Django Bulkmodel

This projects adds a number of features missing from Django’s ORM. It enables heterogeneous updates, concurrent writes, retrieving records after bulk-creating them, and offline connection management to name a few features it provides.

Installation and Getting Started

Install the package from pypi:

pip install django-bulkmodel

Add bulkmodel app to your INSTALLED_APPS list in settings.py:

INSTALLED_APPS = [
    ...
    'bulkmodel',
]

Full Installation

Fully installing BulkModel requires inheriting your models from bulkmodel.models.BulkModel:

from django.db import models
from bulkmodel.models import BulkModel

class MyModel(BulkModel):
    ...

And migrate the database.

Create migrations

If you’re creating a new app from scratch:

./manage.py makemigrations <name-of-your-app>

Do this for each new app you create that have BulkModels.

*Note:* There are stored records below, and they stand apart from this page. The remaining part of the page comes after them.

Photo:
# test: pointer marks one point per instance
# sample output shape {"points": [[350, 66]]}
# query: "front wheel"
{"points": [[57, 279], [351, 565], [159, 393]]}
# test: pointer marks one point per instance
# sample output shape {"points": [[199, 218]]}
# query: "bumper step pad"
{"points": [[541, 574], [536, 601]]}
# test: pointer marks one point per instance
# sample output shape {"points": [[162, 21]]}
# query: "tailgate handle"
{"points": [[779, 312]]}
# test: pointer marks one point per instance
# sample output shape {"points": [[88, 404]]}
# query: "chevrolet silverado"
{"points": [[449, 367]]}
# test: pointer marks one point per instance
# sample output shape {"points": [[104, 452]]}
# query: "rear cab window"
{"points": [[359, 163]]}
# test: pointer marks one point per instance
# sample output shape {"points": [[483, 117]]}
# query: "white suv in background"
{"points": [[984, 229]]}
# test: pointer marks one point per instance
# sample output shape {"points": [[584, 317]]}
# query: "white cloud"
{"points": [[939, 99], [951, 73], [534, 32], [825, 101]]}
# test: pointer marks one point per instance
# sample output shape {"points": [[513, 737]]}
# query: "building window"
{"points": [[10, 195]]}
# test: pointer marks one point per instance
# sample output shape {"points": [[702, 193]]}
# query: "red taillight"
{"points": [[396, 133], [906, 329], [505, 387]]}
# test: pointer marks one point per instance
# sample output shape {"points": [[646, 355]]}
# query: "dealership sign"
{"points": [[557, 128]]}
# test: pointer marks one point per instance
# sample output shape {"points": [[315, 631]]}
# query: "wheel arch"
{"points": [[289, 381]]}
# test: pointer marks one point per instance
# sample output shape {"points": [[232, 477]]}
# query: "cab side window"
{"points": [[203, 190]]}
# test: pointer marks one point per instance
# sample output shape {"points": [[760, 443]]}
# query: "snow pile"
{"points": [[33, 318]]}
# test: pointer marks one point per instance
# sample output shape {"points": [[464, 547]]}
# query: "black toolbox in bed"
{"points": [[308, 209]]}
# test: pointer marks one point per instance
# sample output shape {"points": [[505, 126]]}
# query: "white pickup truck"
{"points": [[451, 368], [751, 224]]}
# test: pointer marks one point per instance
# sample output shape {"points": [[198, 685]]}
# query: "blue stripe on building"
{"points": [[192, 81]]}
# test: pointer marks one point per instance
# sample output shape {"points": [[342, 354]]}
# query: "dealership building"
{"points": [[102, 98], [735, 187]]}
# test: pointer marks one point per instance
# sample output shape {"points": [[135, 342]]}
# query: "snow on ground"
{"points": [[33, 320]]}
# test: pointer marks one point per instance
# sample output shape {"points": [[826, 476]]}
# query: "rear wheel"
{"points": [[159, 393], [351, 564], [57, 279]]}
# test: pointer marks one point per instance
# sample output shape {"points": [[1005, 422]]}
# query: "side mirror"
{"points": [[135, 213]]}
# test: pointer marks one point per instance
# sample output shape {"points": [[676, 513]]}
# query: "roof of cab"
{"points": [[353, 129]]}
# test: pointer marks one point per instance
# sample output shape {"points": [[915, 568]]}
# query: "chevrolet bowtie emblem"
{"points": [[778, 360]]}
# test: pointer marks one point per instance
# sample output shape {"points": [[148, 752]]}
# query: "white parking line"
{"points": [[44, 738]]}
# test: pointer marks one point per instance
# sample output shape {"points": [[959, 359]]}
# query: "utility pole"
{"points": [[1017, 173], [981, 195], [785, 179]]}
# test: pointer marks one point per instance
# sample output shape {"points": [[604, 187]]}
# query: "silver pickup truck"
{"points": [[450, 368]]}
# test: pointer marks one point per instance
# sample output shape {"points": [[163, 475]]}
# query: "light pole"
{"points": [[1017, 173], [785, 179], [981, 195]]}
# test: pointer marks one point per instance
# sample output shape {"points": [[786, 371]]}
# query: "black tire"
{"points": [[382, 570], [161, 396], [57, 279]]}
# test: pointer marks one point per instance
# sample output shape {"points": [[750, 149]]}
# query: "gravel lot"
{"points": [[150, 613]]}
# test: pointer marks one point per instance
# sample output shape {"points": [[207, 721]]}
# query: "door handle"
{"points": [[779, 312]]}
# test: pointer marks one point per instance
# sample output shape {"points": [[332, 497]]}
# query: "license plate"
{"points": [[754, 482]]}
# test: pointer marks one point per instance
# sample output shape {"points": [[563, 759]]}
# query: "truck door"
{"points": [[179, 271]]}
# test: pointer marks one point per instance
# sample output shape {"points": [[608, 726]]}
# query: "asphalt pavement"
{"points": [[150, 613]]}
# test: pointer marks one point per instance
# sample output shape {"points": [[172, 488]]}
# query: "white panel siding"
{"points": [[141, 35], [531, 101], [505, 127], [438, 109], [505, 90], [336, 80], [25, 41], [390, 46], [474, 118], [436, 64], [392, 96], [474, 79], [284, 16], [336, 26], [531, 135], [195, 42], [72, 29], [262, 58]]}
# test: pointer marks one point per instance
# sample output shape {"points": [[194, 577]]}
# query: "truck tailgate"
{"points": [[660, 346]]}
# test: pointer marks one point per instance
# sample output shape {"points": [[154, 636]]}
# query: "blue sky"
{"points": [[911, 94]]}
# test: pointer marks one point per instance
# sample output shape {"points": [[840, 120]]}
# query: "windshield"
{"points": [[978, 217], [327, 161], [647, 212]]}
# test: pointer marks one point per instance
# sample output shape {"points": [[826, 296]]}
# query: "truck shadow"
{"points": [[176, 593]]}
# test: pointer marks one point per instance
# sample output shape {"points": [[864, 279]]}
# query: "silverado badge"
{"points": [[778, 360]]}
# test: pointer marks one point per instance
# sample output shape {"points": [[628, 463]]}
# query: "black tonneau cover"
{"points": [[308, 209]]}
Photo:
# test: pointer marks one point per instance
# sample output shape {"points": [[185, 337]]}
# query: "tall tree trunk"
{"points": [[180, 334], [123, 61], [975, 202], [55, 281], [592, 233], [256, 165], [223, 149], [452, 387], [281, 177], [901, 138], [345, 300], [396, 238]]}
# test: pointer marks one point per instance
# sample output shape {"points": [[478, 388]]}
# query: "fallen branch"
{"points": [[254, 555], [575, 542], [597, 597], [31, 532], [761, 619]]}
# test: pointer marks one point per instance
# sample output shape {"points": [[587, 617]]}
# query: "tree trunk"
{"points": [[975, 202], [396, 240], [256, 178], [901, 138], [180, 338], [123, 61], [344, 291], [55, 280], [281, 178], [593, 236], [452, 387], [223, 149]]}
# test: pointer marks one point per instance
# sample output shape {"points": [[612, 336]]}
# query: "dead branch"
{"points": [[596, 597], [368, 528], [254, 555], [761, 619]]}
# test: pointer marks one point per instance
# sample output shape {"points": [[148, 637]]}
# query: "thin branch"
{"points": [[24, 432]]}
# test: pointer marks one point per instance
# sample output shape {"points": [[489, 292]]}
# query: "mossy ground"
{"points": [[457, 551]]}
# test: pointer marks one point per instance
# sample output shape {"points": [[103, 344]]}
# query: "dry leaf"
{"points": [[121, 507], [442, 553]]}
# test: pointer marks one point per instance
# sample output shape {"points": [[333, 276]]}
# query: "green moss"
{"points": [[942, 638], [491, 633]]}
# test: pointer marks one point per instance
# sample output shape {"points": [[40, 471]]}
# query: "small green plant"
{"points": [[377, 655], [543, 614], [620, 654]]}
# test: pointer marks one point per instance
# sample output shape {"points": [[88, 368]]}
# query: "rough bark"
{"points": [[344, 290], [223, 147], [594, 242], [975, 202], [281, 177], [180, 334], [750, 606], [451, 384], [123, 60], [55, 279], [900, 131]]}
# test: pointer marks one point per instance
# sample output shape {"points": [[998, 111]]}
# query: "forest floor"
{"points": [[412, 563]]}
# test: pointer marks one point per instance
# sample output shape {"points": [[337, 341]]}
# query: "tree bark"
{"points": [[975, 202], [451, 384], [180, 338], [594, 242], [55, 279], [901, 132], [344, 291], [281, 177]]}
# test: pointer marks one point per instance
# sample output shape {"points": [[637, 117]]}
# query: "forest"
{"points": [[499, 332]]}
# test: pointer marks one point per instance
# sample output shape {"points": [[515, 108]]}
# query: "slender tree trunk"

Otherwise, if this app already exists and has migrations:

./manage.py makemigrations

Apply migrations

And apply the migrations:

./manage.py migrate

Partial Installation

If you don’t want to migrate your database schema for whatever reason you can skip that step and BulkModel will degrade gracefully. With this route you’ll lose the ability to retrieve a queryset after bulk creating data, and some signals will lose functionality.

With this route you’ll need to point your objects reference on each BulkModel.

from django.db import models
from bulkmodel.models import BulkModel
from bulkmodel.managers import BulkModelManager

class MyModel(BulkModel):
    ...

    objects = BulkModelManager()

Optional Settings

Place the following in your settings.py to set global behavior of your bulkmodels:

  • MAX_CONCURRENT_BATCH_WRITES

When set, this is the maximum number of concurrent workers that will be available to any concurrent write across your entire project. The default leaves this value unset.

  • ALWAYS_USE_CONCURRENT_BATCH_WRITES

If True, django-bulkmodel will always use concurrent writes. The default is False.

Overview of All Features

The goal of django-bulkmodel is to expand on Django’s ORM so that it’s better suited for interacting with bulk data.

  1. Updating data heterogeneously

    The update() method that ships with Django applies a homogeneous update. That is, all model instances in the queryset are updated to the be same value for the columns specified.

    A BulkModel includes a new method named update_fields(), which allows you to update the database with different values for each model instance in the queryset through a single query execution.

    For more details see bulk update user guide and the queryset API reference.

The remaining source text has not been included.